Our research focuses on natural inspired methods in machine learning. Neural networks, evolutionary algorithms, neuroevolution, etc. We apply our algorithms in data mining and artificial intelligence. We study ensembling approaches and meta-learning in predictive modelling, recommender systems or data clustering.

Disadvantage of black-box modelling results from its multidimensionality and complexity. Where the traditional modelling methods fail due to the “curse of dimensionality” phenomenon, inductive methods are capable to build reliable models.

To overcome the black-box disadvantage we recommend using the visualisation of models' behaviour. We are developing several visualization techniques that can be directly used for the visual knowledge mining. Pictures showing models' behaviour are very useful especially for complex systems, where math equations are not interpretable any more.

Our research is concentrated also in the field of knowledge extraction. It means that useful information hidden inside a black-box model is found and represented in a comprehensible manner (e.g. in form of simple math formula, or a figure).

For time context based data the recurrent type of artificial neural network can be used. Combined with the appropriate visualisation technique or with method of the finite state machine description from the recurrent neural network behaviour extraction, it could give us the new view to the data structure in time (knowledge mining, see above). Combination of this recurrent networks theory and its behaviour visualisation methods with fuzzy logic will be the part of the next research.
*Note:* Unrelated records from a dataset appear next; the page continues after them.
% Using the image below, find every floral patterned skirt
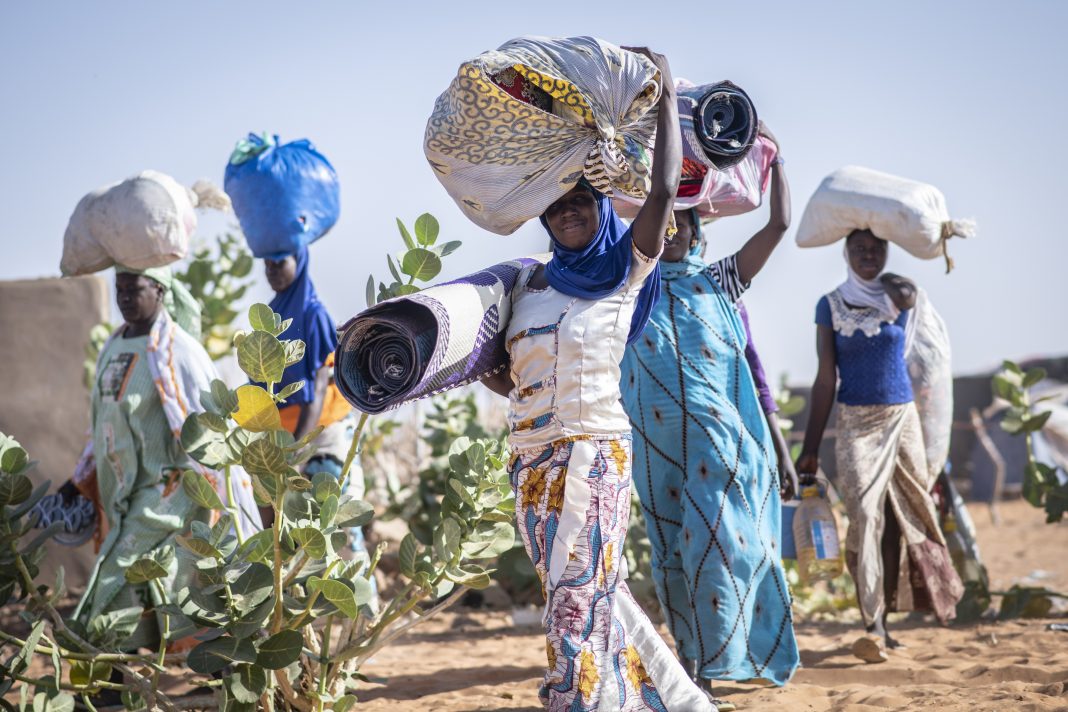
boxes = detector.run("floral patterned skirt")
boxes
[510,436,712,711]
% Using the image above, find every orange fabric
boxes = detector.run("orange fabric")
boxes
[278,353,352,434]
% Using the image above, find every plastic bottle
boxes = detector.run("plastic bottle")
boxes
[793,484,844,583]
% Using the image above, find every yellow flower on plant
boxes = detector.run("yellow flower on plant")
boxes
[577,649,600,701]
[623,644,651,691]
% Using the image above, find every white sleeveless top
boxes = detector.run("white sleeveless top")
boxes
[504,243,659,450]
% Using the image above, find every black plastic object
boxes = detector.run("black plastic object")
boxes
[694,81,758,169]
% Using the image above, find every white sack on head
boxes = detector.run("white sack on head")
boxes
[61,171,228,276]
[795,166,975,272]
[424,36,661,235]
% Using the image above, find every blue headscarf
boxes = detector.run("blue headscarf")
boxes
[269,247,337,406]
[539,185,660,344]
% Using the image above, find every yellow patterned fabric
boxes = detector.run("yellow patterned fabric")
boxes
[424,36,662,235]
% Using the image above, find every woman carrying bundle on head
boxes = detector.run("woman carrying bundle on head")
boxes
[796,229,963,662]
[619,123,799,708]
[480,47,716,711]
[69,266,261,667]
[225,133,375,584]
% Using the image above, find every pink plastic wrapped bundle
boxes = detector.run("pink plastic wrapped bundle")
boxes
[614,79,777,220]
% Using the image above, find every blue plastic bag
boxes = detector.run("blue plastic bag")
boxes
[224,133,340,259]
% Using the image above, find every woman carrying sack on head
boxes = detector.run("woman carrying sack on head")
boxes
[70,266,261,664]
[796,230,963,663]
[619,124,799,708]
[480,47,716,711]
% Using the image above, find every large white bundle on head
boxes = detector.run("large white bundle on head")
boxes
[424,36,661,235]
[61,171,231,276]
[796,166,975,272]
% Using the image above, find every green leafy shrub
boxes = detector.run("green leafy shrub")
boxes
[993,360,1066,522]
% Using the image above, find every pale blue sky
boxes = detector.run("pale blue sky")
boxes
[2,1,1066,383]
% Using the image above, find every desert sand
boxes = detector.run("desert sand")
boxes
[354,498,1068,711]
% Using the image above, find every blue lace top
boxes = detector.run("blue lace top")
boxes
[816,293,913,406]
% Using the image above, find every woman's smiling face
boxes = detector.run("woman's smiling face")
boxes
[544,185,600,249]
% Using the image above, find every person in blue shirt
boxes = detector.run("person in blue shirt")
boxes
[797,229,962,663]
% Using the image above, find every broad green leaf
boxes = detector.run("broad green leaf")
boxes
[336,498,374,528]
[125,557,169,584]
[307,577,359,618]
[255,629,304,669]
[233,385,282,433]
[42,694,74,712]
[237,331,286,385]
[319,494,339,528]
[313,474,341,503]
[414,213,440,246]
[87,607,141,649]
[229,664,268,704]
[393,284,420,296]
[243,437,287,476]
[230,562,273,612]
[291,527,328,559]
[0,473,32,507]
[227,594,275,639]
[351,575,374,607]
[399,533,418,579]
[274,318,293,338]
[1002,360,1024,375]
[401,248,442,282]
[248,304,276,332]
[434,517,462,563]
[181,414,228,468]
[1022,410,1053,433]
[0,444,28,474]
[187,636,257,675]
[69,660,112,689]
[444,563,489,589]
[197,411,230,434]
[233,253,254,278]
[176,535,222,560]
[238,529,275,563]
[276,380,306,403]
[395,217,416,250]
[182,470,225,510]
[435,240,462,257]
[283,340,305,368]
[1022,367,1047,389]
[335,695,357,712]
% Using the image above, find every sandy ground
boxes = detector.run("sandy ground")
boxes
[354,498,1068,711]
[4,500,1065,711]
Many signals produced in the real environment have temporal meaning. Such signal should be modelled using systems suitable for processing of signals instead of system for static and steady data. One can perform tasks such as recognition of signals and their parts, prediction of time series, control and reasoning based on a generated model. We use statistical models such as Hidden Markov Models and recurrent neural networks such as extensions of Categorizing and Learning Module. Various visualization techniques help us to understand the model and a sense of the modelled signal and help a user to exploit them directly in future industrial applications.

Hardware support for fast simulation of adaptive system like neural networks is the next objective of our research. Objectives are to find methods for optimization of simulation models with respect to fast hardware implementation. Various approximations simplificating models but preserving their major behaviour are used.